Todo el que conozca los dos últimos siglos de enfrentamientos de la historia de España entiende mal el nuevo deporte de disparar contra una Transición que si no fue ideal sí sentó las bases de una convivencia pacífica entre los españoles. Son escasos los intelectuales que alzan su voz en defensa de una etapa que, aun con sus imperfecciones, representa un momento de serenidad y acuerdo en nuestra historia, y así se ha reconocido internacionalmente. Las excepciones son algunos historiadores como Santos Juliá, y periodistas, analistas políticos y escritores como Antonio Muñoz Molina, Patxo Unzueta y Jorge Martínez Reverte, quien sabiamente se preguntaba: «¿A qué nos llevaría reventar el edificio de la Transición? ¿A pelearnos de nuevo?».
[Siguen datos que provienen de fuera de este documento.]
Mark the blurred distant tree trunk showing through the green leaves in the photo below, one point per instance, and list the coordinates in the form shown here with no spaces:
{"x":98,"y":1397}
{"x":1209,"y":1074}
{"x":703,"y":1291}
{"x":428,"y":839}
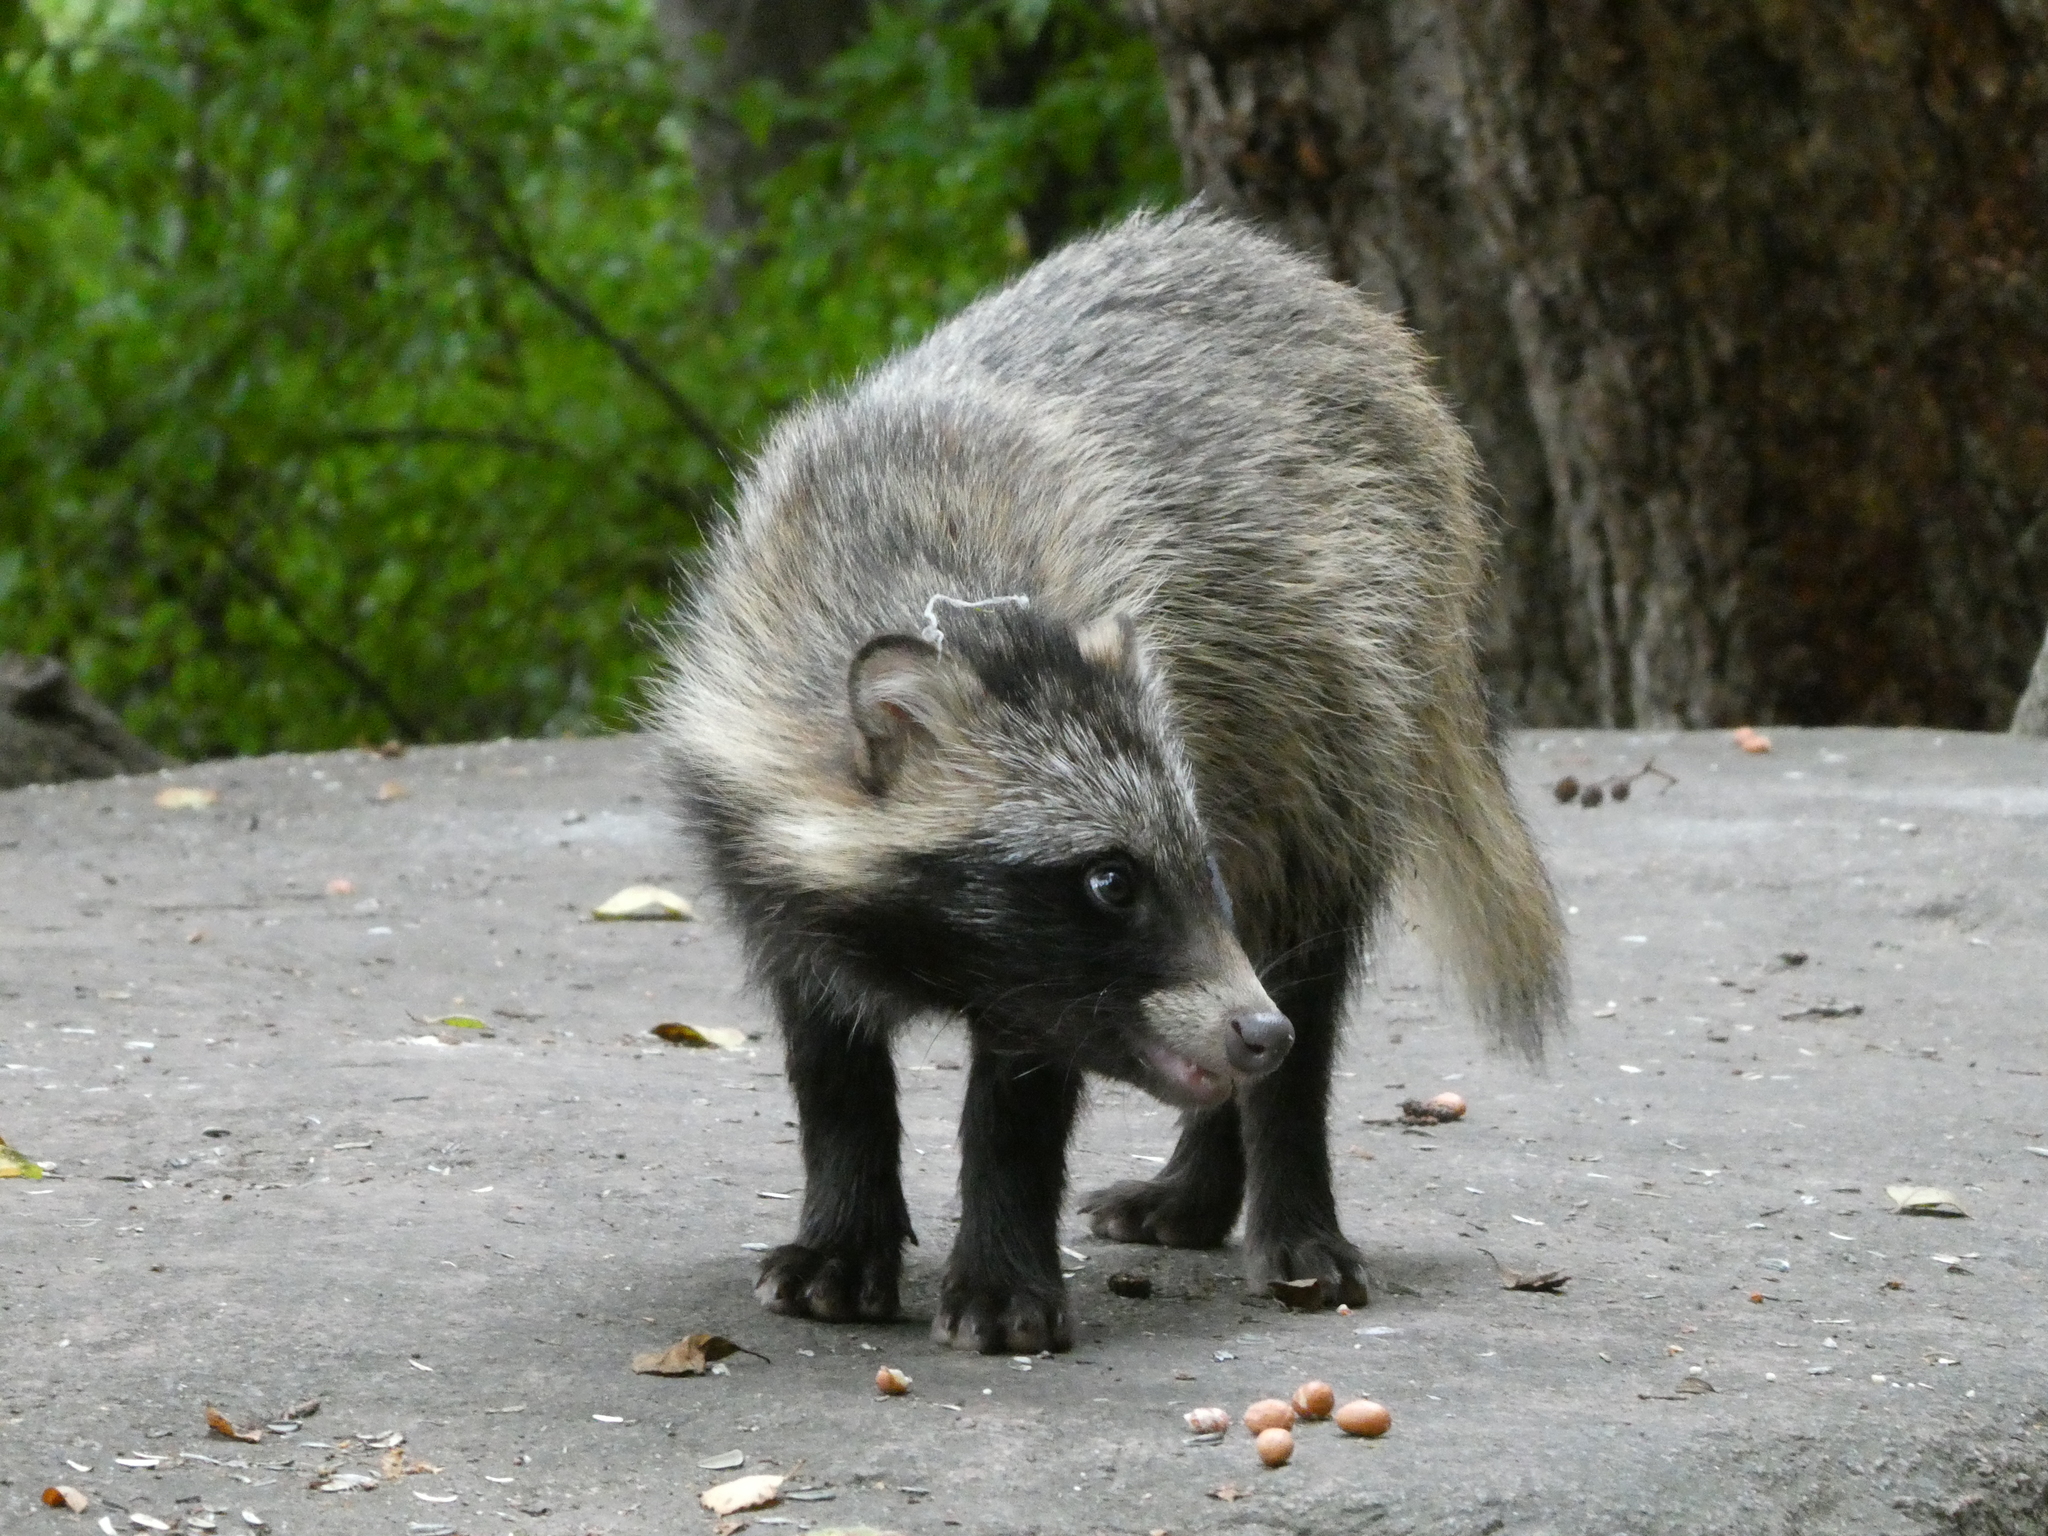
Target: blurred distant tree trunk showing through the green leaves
{"x":720,"y":46}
Con un carácter mucho más modesto, también mi propia trayectoria política personal ha sufrido, pero no sucumbido a los intentos de negar una página de la realidad. De fuera o de dentro se intentó anular mi presencia en la escena política, con un resultado tan adverso que ha desembocado en una situación en la que, si no puedo contar con todos los apoyos de la sociedad, sí con el respeto de la mayoría. Y es que no hay página más difícil de arrancar que la de la historia.
Debo terminar estas, ya largas, palabras de introducción cumpliendo una obligación: quiero agradecer el apoyo a la editorial Planeta, a Carlos Revés y a Ramon Perelló, que han creído en el texto; a Salvador Clotas y José Antonio Amate, que me han permitido leer sus notas de la época; a Luis Fajardo, por sus observaciones sobre los asuntos territoriales; a José María Benegas y Francisco Fernández Marugán, por tantas conversaciones; a los que directamente han trabajado conmigo en estos años, Antonio Luis Hernández, Rafael Delgado, José Fernández, Elisabeth Levene, Olimpia Núñez, Patricia Gervasio y, de manera muy especial, a Olvido Camarero, cuyo trabajo de transcripción de mi difícil letra al teclado de un ordenador ha sido elemento capital en la confección de la obra. Y por último, pero no lo menos importante, mi agradecimiento a todos los lectores que compartirán conmigo las preocupaciones y las esperanzas de un mundo complejo que avanza más rápido de lo que uno cree. A ellos me confío.